Detto questo, va ribadito che la politica dei muri non porta da nessuna parte. Anzi, è pura assenza di politica. La ieratica equidistanza (più che altro distanza) dei brontosauri europei fa venire il cimurro. E allora?

Bisogna credere – ancora, e sempre più – ai ponti. I quali, attenzione, si costruiscono fra un io e un tu, fra alterità che si riconoscono nel rispetto ciascuno della propria identità e libertà, non in una omologazione che abolisce i confini per farla da padrone, come è nell’ormai vecchio ma tutt’altro che defunto progetto delle élites ora sconfitte dai nuovi barbari, i Trump e affini, con cui si scontrano per il potere mondiale.

La canotta di Carola ha messo su uno spot a favore non dei poveri migranti, ma di quelle élites. E i suoi rasta sono finiti impigliati negli ingranaggi di uno scontro che con le vite umane c’entra come i cavoli a merenda.

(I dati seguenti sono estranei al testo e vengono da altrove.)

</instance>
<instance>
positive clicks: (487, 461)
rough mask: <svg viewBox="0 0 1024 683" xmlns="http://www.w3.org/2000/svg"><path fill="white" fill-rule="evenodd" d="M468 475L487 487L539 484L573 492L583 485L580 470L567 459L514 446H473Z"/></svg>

Rincresce. Per la capitana Carola, per l’eco-adolescente Greta, per le femen. Donne notevoli e audaci. Attenzione, però, che il potere è più forte dei vostri ideali e della vostra stessa femminilità. Ahimé, rincresce che la donna finisca quasi sempre per essere “la bionda nel sacco”. Quella del Carosello almeno promuoveva una grappa. Queste la destabilizzazione.